It is now Ashour's turn to focus, this time on the child whom Aziza is holding. Who is the child? Which of his children? Then he wants her to lift the child up, turn him to the sun, so he can see him better. When the child begins to cry, his father is joyful in hearing the young, wailing voice; he is also amused by the sound, "The boy's crying! The little so-and-so! Aziza, woman, keep him crying!" This sound must be like music to the father's ear. In the company of only frustrated men in the jail, the sound of his son is soothing.

Ashour continues to question his wife. He also asks why she is not speaking. Aziza tries to answer his questions with her hands or with nods of her head. Finally, at Ashour's prompting, she vocalizes a response. "Louder, woman," Ashour replies, and Aziza complies. She confirms that she brought the cigarettes that he requested, and Ashour disappears from the window. In his absence, other men take his place. They are crude men who make obscene gestures at Aziza.

Aziza steals a glance at the policeman on his horse. She has spoken, despite, the reader can assume, a rule that denied her this privilege. The policeman seems oblivious, as does the soldier, who "had taken off his helmet." The heat of the day seem to have affected them, making them sleepy and uninterested in the conversation that is taking place.

Ashour reports to Aziza that instead of the five packets of cigarettes, he has only found three. He questions her, criticizes her, then steps away from the window momentarily and returns to apologize. "Never mind," he tells her, "a couple got taken, it doesn't matter." But of course it does.
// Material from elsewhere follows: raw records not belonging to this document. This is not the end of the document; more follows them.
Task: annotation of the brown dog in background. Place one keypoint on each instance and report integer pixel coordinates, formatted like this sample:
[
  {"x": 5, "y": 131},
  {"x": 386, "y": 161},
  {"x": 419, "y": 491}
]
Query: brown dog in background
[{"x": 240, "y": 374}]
He needed five packets, but he understands that in prison, he has no choice but to acquiesce to others who have power over him. He tries to regain his composure; tries to calm her in an attempt to calm himself. To do this, he brings up another topic. Did she build the wall, he asks. When she tells him that she did not, he tells her that's alright, then reminds her to be careful on the tram. He next remembers that he is being transferred. Did she know? He does not know where they will take him, but he commands her not to return to this place. His last words to her are only to call out her name. He then gestures for her to move away, and he disappears from the window.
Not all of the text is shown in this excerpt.